Sometimes the rider’s hands are to blame. If you are too heavy-handed, your horse may try to relieve the pressure by opening its mouth. Without correcting the problem, and strapping your horse’s mouth shut, you could create even more problems that are more difficult to fix.

How to Put a Bridle

Before putting a bridle on a horse, start with your horse haltered and safely tied. You may have the horse in cross-ties or tied with a lead rope with a panic snap or quick-release knot. Some people like to leave their horses untied, but that can be a problem in public stables where random people may distract or potentially spook the horse. It’s best to avoid your horse getting loose among other horses and people when in the stable; this could lead to accidents. Make sure you use a safety knot if you are not using crossties. You’ll also want to brush away any dirt or grit on the horse’s face. Before riding, always groom the horse. 

Secure Your Horse

Undo the halter, slide the halter’s noseband down over the horse’s nose, and slip the crown back up over the horse’s ears. This action will secure your horse briefly while you put the bridle on. Stand beside the horse’s neck, facing forward with the bridle in your left hand. Slip the reins up over the neck.
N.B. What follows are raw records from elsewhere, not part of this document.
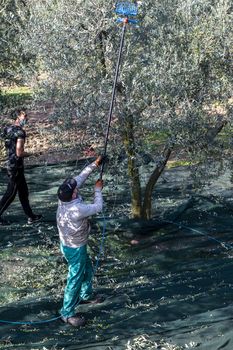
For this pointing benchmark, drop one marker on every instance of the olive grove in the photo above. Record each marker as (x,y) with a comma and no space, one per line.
(174,94)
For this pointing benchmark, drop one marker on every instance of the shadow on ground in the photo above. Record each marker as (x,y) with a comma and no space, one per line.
(171,290)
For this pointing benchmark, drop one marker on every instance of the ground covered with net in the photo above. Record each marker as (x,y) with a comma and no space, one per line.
(167,283)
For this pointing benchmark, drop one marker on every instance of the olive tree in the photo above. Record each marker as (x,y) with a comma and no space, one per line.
(174,86)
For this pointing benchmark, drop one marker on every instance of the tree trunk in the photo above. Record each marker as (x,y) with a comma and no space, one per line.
(146,209)
(135,186)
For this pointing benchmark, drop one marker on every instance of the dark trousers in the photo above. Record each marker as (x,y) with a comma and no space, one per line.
(16,183)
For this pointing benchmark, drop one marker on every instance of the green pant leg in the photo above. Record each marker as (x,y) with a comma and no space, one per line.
(77,260)
(86,288)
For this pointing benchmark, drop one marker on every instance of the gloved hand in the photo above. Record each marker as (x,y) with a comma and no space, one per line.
(99,184)
(100,160)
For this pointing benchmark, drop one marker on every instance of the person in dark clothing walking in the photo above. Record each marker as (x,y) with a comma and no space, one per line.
(15,136)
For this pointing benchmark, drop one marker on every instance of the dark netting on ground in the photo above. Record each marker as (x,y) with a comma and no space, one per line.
(171,290)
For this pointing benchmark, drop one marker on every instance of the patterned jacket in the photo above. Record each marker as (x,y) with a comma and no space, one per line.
(72,217)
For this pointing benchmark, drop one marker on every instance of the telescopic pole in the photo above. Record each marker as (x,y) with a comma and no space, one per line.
(125,21)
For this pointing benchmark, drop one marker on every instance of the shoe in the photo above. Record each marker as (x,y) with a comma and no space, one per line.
(35,218)
(4,222)
(98,300)
(75,321)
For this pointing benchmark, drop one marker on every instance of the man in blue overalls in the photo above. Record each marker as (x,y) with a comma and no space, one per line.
(74,228)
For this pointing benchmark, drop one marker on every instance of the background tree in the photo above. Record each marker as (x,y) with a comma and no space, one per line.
(175,83)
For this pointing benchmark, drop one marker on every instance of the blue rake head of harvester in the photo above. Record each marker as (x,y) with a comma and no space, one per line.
(126,9)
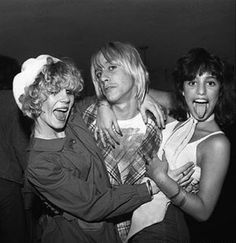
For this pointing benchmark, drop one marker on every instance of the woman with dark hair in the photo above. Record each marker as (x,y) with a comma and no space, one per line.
(204,103)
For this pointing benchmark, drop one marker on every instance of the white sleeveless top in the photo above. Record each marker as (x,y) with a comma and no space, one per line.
(154,211)
(188,154)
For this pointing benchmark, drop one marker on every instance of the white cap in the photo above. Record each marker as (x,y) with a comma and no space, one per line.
(29,71)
Both the reins and halter are now around the horse’s neck, should it try to get away.

Slide the Bit in the Horse’s Mouth

Hold the bridle up over the horse’s nose with your right hand. Using your left-hand fingers, move the bit against his lips and insert your thumb into the space between the front and back teeth—the bars of the mouth. If the horse resists taking the bit, wiggling your thumb may encourage the horse to open its mouth wider. Slide the bit in and lift the bridle higher with your left hand so the horse can’t spit the bit back out. Be careful around the horse’s teeth; you don’t want the bit knocking into them carelessly. Eventually, you’ll be able to do this in one smooth motion.

Pull the Crown Over the Left Ear

Grasp the crown of the bridle with your left hand, and with your right hand, gently bend the horse’s right ear forward to slip it under the crown.

Pull the Crown Over the Right Ear

Switch your grasp of the crown of the bridle to your right hand, and with your left, gently slip the left ear under the crown. Do not pull the bridle too high; this action pulls on the horse’s mouth. Be careful not to bend your horse’s ears uncomfortably.

Fasten All the Buckles or Snaps

Fasten the throat latch of the bridle. An endurance bridle has a snap at the throat latch. Most traditional leather bridles will have buckles. Do not fasten the throat latch too tightly; you want your horse to be able to flex its neck. Leave about 4 inches of slack. You should be able to slip the width of your hand between the strap and your horse’s jaw.

Unless you use a special noseband, such as a figure-eight, flash, or grackle noseband, leave about two fingers width between the lower jaw and the strap when you attach the noseband or cavesson. If you are using a curb bit, you’ll need to fasten the curb chain or strap. Leave the width of two fingers between the chain and the lower jaw. Leaving the chain too loose or tight can make the action of the bit or the chain more severe. If the bit has a port, it could rotate up and hurt the top of the horse’s mouth.

Slip the halter off, tidy your horse’s mane and forelock, and you are ready to go. Some people like the forelock under the browband; some leave it over the top. 

Removing the Bridle

Remove the bridle by slipping the halter (attached to a crosstie or lead rope) back over the horse’s ears. Undo the throat latch, curb chain, and noseband. With your left hand, reach under the horse’s neck and slide the crown over the horse’s ears. Hold it as you did when you were putting it on. Gently lower the bit out of the horse’s mouth. Be careful not to knock the horse’s teeth. With your right hand, slip the halter on and pull the reins up over the horse’s neck to completely remove the bridle. Once you remove it, you may wish to clean your bridle or wipe the bit before hanging it away.